Emevî hükümdarlarından Abdülmelik b. Mervan 75/694 yılında, oğlu Vetid de 91/709 yılında Mescid-i Haram`ı tamir ve bir miktar daha genişlettiler. Mekke`ye birçok mermer direk gönderen Velid tarafından gerçekleştirilen tamirat ve genişletme esnasında, mescidin zemini mermer mozaikle döşendi. Direkler üzerine Sac ağacından bir tavan yapıldı. Anlaşıldığına göre, Harem-i Şerif`te ilk minareler bu tamirat sırasında yapılmıştır. Harem-i Şerif`in genişletilmesi faaliyeti, bölgeye daha sonra hâkim olan devletler zamanında da devam etti. Abbasîlerin ikinci halifesi Ebu Cafer Mansur tarafından 159/775-776 yılında yaptırılan tamirat sırasında, Harem-i Şerif`in Kuzeye düşen tarafı Bab-ı Nedve`ye, diğer tarafı Bab-ı Umre`ye kadar genişletildi. Yapının dört tarafı altın ve gümüş kakmalı rengarenk mozaiklerle süslendi. Kâbe`de Rükn-i Şâmî ile Rükn-i Irâkî arasında, Altın oluğun altında, iki arşın yüksekliğinde yay şeklinde bir duvar ile çevrili olan Hatîm (=Hicr)`in iç tarafı renkli mermerle tefriş olundu. Mansur`un oğlu Mehdî zamanında (M. 775-785) iki defa tamirat yapıldı. Bu tamiratlarla Kâbe ile Mesâ` (=say yeri) arasındaki evlerin tamamı Harem-i Şerif`e katıldı. Kahire`den getirtilen beşyüz`e yakın direk gereken yerlere dikilip, üzerlerine kubbeler inşa edildi. Tavan ve revaklar ise ahşap olarak yapılmıştır (Bu tamiratlar hakkında bkz. Belâzurî, a.g.e., 53 vd.; el-Ezrakî, a.g.e., II, 68-81, 96 vd.; Yâkut, a.g.e., VIII, 50 vd.; Eyüp Sabrî, a.g.e., 631-637; M. Es`ad, Tarih-i Din-i İslâm, İstanbul 1983, 334, vd.).
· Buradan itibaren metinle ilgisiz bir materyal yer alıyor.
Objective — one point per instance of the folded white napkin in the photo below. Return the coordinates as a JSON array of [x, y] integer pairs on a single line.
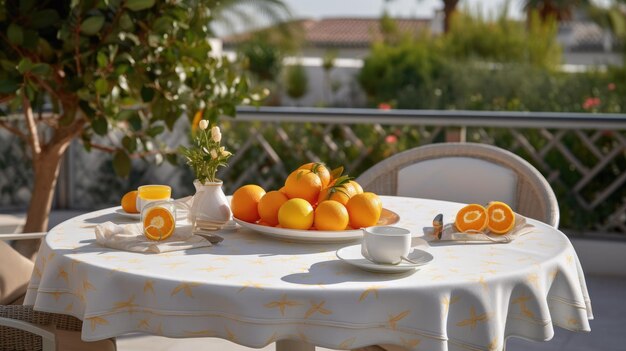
[[520, 228], [129, 237]]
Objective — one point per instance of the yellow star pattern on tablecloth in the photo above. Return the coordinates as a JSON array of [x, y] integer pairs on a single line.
[[372, 289], [394, 319], [317, 308], [272, 339], [184, 287], [410, 343], [282, 304], [304, 307], [126, 304], [473, 319], [250, 284], [196, 333]]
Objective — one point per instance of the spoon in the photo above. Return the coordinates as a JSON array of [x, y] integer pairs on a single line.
[[408, 260], [212, 238]]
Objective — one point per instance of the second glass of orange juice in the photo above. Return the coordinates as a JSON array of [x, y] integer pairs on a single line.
[[148, 193]]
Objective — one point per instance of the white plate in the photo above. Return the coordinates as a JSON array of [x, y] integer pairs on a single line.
[[121, 212], [352, 255], [387, 217]]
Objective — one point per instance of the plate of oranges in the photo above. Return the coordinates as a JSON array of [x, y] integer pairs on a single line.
[[314, 205]]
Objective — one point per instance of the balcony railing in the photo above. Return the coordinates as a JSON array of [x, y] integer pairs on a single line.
[[583, 156]]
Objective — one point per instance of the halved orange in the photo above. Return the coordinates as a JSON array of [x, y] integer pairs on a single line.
[[129, 202], [501, 217], [158, 223], [471, 218]]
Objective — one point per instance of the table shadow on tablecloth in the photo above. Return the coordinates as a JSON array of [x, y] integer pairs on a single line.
[[336, 272]]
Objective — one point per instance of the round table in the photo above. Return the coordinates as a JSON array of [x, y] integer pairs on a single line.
[[255, 290]]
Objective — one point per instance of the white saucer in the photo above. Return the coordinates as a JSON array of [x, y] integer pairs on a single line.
[[352, 255], [121, 212]]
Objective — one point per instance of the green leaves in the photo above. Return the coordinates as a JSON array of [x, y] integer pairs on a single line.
[[121, 163], [155, 130], [102, 86], [15, 33], [100, 126], [138, 5], [147, 94], [129, 143], [92, 25], [44, 18], [8, 86]]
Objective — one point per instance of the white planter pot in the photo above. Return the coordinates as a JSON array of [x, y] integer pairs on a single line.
[[209, 204]]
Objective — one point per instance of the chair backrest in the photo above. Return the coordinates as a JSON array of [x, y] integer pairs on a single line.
[[467, 173]]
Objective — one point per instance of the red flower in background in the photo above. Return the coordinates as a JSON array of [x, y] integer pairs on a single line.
[[384, 106], [391, 139], [591, 103]]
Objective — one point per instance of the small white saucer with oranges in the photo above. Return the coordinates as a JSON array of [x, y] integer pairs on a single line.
[[314, 205]]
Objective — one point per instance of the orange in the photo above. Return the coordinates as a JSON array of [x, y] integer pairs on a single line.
[[319, 169], [296, 214], [245, 202], [472, 217], [357, 187], [158, 223], [340, 193], [269, 205], [331, 215], [129, 202], [303, 184], [501, 217], [364, 210]]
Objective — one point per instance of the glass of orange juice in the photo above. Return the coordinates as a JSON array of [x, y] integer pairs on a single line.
[[150, 193]]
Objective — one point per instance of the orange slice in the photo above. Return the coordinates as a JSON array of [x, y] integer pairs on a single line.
[[471, 218], [501, 217], [158, 223]]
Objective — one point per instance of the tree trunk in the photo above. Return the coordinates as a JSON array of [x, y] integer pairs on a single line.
[[449, 6], [46, 169]]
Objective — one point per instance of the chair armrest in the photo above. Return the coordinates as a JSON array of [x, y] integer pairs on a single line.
[[46, 333], [22, 236]]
Memlukler zamanında 802/1399-1400 yılında çıkan bir yangında Harem-i Şerif`in kuzey ve batı taraflarının ahşap tavanları yanmıştı. Sultan Ferec`in emriyle 804/1401-1402`de başlayan inşaat sırasında tavanın tamamı yine ahşap olarak yeniden yaptırıldı. O sırada revaklar üç sıra olup, mescidin beş minaresi vardı. Harem-i Şerif Osmanlılar zamanına kadar bu şekilde kaldı. Sultan II. Selim`in emriyle, 979/1571 tarihinde Mısırlı Ahmed Bey`in nezaretinde başlatılan ve beş yıl süren inşaat esnasında, bu ahşap tavanlar yıkılarak yerlerine mermerden. inşa edilmiş ve üzerlerine altın alemler konulmuş kubbeler yapıldı. Sonraları Sultan Ahmed, I. Hamid, IV. Murad, II. Mahmud ve Abdülmecid zamanlarında, Harem-i Şerif`in muhtelif tarafları tamir ve tezyin edildi. Etrafında yeni bölümler yapıldı (E. Sabri, a.g.e., 760-771).
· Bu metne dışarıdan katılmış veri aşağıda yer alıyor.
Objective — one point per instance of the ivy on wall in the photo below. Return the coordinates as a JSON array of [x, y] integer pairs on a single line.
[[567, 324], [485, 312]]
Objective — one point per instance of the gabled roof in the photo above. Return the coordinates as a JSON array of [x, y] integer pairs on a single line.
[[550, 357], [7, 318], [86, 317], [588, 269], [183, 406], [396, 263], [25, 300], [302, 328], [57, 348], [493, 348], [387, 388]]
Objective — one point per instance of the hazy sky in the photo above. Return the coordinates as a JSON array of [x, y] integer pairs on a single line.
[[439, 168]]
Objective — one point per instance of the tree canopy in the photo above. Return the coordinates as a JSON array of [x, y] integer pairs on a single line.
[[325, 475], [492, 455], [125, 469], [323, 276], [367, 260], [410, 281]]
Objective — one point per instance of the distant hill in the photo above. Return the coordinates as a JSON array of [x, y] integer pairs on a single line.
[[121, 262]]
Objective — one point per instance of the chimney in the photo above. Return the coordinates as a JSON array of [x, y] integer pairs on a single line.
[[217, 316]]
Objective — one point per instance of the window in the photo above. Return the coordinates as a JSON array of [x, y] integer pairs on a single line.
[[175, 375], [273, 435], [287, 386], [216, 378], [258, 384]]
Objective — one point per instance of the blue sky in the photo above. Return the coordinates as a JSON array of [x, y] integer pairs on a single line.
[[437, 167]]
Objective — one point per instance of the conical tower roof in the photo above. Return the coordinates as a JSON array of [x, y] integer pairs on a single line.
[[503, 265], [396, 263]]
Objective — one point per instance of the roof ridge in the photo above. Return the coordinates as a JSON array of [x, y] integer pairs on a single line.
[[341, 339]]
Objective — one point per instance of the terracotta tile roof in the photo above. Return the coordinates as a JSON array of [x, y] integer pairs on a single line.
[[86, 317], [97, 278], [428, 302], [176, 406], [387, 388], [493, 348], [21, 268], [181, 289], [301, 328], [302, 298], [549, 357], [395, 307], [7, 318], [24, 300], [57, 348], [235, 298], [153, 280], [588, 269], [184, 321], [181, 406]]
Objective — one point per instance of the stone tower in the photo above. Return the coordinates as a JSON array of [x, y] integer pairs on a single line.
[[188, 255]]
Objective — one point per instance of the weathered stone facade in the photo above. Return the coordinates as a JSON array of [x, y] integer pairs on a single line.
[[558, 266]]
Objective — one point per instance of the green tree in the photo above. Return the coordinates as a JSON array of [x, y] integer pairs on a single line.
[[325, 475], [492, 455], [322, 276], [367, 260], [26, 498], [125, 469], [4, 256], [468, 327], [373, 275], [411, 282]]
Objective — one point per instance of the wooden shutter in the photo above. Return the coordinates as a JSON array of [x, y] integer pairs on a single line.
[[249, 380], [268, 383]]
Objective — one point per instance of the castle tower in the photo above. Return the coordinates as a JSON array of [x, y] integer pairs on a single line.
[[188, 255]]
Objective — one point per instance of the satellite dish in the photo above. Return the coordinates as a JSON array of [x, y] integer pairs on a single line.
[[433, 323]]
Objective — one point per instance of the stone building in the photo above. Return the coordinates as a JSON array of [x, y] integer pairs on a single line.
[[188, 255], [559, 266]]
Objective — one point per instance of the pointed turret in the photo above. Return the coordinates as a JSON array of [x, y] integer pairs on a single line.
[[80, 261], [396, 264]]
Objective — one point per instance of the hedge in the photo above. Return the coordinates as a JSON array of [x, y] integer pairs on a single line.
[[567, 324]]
Osmanlılar zamanındaki bu tamirât ve genişletmeler neticesinde, tavaf mahalli 537 x 550 zirâ` genişliğine çıkarıldı. Revaklardaki yenilenen 892 sütuna yeni sütunlar ilave edildi. Yenilenen kemerler üzerine Türk üslûbunda beşyüz küçük kubbe ilave edildi. Mevcut on dokuz kapı yenilendi. Tavaf yeri etrafına, ağaç şeklinde kandiller dikildi. O sırada mescid`in yedi minaresi vardı.
Suûdî yönetimi de, zamanına kadar dört defa genişletme faaliyetinde bulundu. 1955 yılında Kral Abdülaziz zamanında başlatılan ve 1961`de bitirilen büyük genişletme faaliyetinde Safa ve Merve tepeleri arasındaki tavansız toprak bir yol halinde olan say mahalli (=mesa`), Harem-i Şerif`e ait yapıya dahil edildi. Suûdiler, daha sonra Harem-i Şerif`i üç defa daha genişlettiler. Bu tamirat ve genişletmelerin birincisi, 1961-1969, ikincisi 1969-1976 yılları arasında yapıldı. Sonuncusu ise Fahd b. Abdülaziz`in emriyle mescidin batı tarafında başladı. Bu genişletmelerde, Harem-i Şerif`in alanının, üç yüz bin kişiyi alabilecek şekilde, 160.000 m2`ye çıkarmak hedef alınmıştır.